25

Mitigating Cheating & Voter Fraud in Online Contests…

We run online contests of various sorts that involve users voting on entries (usually one vote per user per day). The prizes range from hundreds to thousands of dollars. Over the last four years we have encountered a number of ways people try to cheat, and have implemented couter-measures in each case. As it stands, we use the following measures:

Authentication
A user must create an account and authenticate (log in). This rules out anonymous vote stuffing.

Email Confirmation
A user must confirm their email address by clicking a link in a system email to confirm they own and have access to their address. This rules out creating accounts en masse using random (not necessarily valid) email addresses. It also slows down the process a little for one account, and a lot if you're trying to create many.

No Gmail Address Aliases
Users cannot use instant alias addresses such as localpart+suffix@gmail.com. That slows down potential cheaters.

Additional Measures
We routinely audit our signups and voting rosters for strings of email addresses that come from the same private domain (user1@smithfamily.com, user2@smithfamily.com, etc.). We also look for similar names, usernames, and "local-parts" of email addresses across domains.

We also show voting result updates on a daily basis, so there's no instant feedback. That way, if someone is trying to cheat, it will take a day to see any results, and unless they went big, they won't know for sure if their method was successful. We try to be as much of a "black box" as possible.

Needless to say, this is all exhausting and getting harder and harder to scale up. We need an easier solution to ensure that we get a lot closer to "one person, one vote" in our contests, while not burdening the user beyond need in the process.

We have explored the possibility of using SMS to attach mobile numbers to accounts in order to verify the person; the jury is still out on this approach: https://ux.stackexchange.com/questions/15980/ways-to-avoid-online-contest-voting-fraud-is-sms-account-verification-too-much/, and Can SMS text messages be used to verify a person's unique identity through a short code system?.

Some suggestions have included using credit cards, mail-in verification, reputation points … but these are all much too onerous for our target users.

What more can we do automatically in the back end to 1) identify cheaters, and more importantly 2) prevent them from even cheating?


UPDATE

We decided not to make our fraud protection leak-proof because one of the developers pointed out "the harder you make it for people to cheat, the harder it is to detect cheating." Instead, we are utilizing a medieval Chinese hunting technique called a three-sided Battue. By making it very difficult to cheat in most ways, but relatively easy to slip through in other ways, we know exactly what to look for and eliminate before the voting results are updated.

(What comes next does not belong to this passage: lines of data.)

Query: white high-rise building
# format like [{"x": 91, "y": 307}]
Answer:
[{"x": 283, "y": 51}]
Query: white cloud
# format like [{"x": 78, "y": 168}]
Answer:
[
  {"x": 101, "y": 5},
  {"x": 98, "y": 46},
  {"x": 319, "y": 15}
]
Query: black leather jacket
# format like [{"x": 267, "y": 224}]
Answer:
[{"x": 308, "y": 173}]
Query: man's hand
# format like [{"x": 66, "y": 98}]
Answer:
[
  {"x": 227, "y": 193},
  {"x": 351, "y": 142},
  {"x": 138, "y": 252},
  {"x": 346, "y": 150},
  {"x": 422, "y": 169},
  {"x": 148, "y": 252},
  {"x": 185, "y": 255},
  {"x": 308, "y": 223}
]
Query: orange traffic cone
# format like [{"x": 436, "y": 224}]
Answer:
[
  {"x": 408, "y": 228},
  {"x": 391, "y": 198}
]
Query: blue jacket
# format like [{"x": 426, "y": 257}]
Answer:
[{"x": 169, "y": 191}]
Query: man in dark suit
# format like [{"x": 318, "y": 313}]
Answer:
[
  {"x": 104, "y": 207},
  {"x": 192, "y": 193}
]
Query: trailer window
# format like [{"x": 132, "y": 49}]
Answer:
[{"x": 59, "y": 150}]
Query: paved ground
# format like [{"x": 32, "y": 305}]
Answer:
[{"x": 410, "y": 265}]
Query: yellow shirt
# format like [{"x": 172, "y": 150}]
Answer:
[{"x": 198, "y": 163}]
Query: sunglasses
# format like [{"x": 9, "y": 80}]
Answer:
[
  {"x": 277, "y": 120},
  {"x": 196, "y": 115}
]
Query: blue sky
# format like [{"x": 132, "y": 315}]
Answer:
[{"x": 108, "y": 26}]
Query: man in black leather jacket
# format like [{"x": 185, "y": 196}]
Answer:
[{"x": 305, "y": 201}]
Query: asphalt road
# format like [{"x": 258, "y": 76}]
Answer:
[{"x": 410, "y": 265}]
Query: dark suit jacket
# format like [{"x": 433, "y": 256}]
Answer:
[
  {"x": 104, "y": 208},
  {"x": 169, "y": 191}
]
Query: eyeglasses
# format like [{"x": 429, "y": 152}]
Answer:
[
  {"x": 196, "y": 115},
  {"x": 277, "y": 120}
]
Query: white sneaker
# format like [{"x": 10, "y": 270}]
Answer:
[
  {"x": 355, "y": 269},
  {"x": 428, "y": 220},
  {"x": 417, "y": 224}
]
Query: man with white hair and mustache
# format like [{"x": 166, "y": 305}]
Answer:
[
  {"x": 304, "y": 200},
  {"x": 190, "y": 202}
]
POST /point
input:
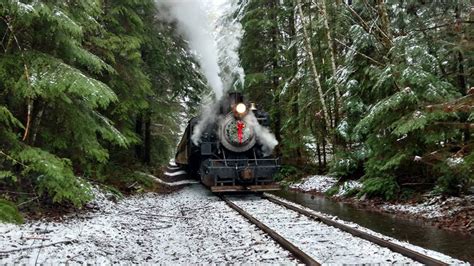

We look for patterns in votes, such as one contestant receiving a string of evenly timed votes, then look at the accounts associated with those votes. If there's a pattern to the accounts, we eliminate those accounts, and the associated votes disappear with them.

Taj Moore
  • 391
  • 1
  • 4
  • 7
  • an interesting method I've seen is to use multiple types of storage to track users. "evercookies" Is a name for them I think. http://samy.pl/evercookie/ They just have to use the same browser. – WalterJ89 Jan 17 '12 at 06:58
  • While that sounds tempting, the privacy ramifications are a little too dim. – Taj Moore Jan 17 '12 at 15:47
  • 3
    Voting "online", "secret", "cheat-proof": pick two. – o0'. Jun 28 '13 at 15:47
  • @o0'. You can use cryptographically blinded signatures. – forest Dec 11 '17 at 04:18
  • I found this pretty interesting: https://www.evoting-blog.ch/en/pages/2019/public-hacker-test-on-swiss-post-s-e-voting-system ; this voting system is indeed designed to be complex (even to use) but I could not find any obvious vulnerability to exploit it (I was part of the test program). You may want to check how they implemented it. – Overmind Apr 08 '19 at 08:33
  • Ask for the equivalent of Italian's CF (taxpayer's code) that is unique for every person. If the winner's full data does not match the CF they can't redeem the prize. It comprehend letters for name, surname, birthday, city one's birth in and a last check digit (up to 52 people [26 males and 26 females] could be born in same town the same day with the same name and surname and there won't be a collision). – DDS Sep 24 '20 at 14:14

7 Answers7

16

You're attempting to uniquely identify something through a system that was somewhat designed to not require a unique identity. Short of tying and validating to a 3rd party (usually physical) identifier, this is impossible. Instead, your best bet is to restrict voting altogether, in a manner that discourages automation and/or quick results.
If your system supports it, see about weighting the votes based on some criteria:

  1. 'Age' of the account (since signup). Disallow votes for anything under some age (say, since the start of the contest).
  2. Number of entries (in other contests).
  3. Account activity (is the account visited/used regularily?) - comments in forums or on entries, etc.
  4. Percentage of votes by user in contests since signup (may reveal 'targeted' behaviour). Perhaps by number of different vote recipients?
  5. Throttle votes accepted per-entry based on total votes per-contest. Anything above a threshold gets flagged for review.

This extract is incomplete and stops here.